Frequently Asked Questions
How do I find a BBS to join?
Many BBS users find them through organizations they are already a part of, such as specialty group that contains a BBS as part of their website. If you are part of a local or national organization, check with your group’s coordinators to see if they have a discussion board. Another way to find discussion groups is to perform a web search for a topic that interests you and add the word “discussion” into the search. Many discussion boards can be viewed by the public, and only require membership to post questions or responses.
Can I include special fonts, pictures, or emoticons when using a BBS?
Most bulletin board systems are able to handle either HTML (the markup language used to create most webpages) or bulletin board code (BBCode), though BBCode is the more common language, because it limits many types of potentially dangerous code. In most case, you won’t have to know any code to apply special characters or fonts, because the BBS will include a formatting toolbar, similar to the one you would find in MS Word or Google Docs. Depending on the system configuration, you may also be able to add content such as pictures and emoticons using the toolbar.
Do groups still use BBS in the age of social media?

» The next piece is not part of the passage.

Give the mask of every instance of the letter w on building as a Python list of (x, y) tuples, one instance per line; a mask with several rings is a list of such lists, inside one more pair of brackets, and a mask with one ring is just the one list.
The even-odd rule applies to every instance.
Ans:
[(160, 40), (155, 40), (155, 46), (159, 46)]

Yes. Social media allows users to connect to like-minded individuals across the world and, much like BBS, ask questions and receive insight from people with similar interests or expertise. However, most social media sites are designed for active, ongoing conversations. While you can review old posts, there is no easy way to search for a particular past discussion or topic. BBS is not only a discussion tool; it is also a repository of information. Because discussions can be grouped by topic, it is easy to scroll or search past discussions until you find an answer to your question. This system also prevents your discussion group from having to answer the same questions over and over again.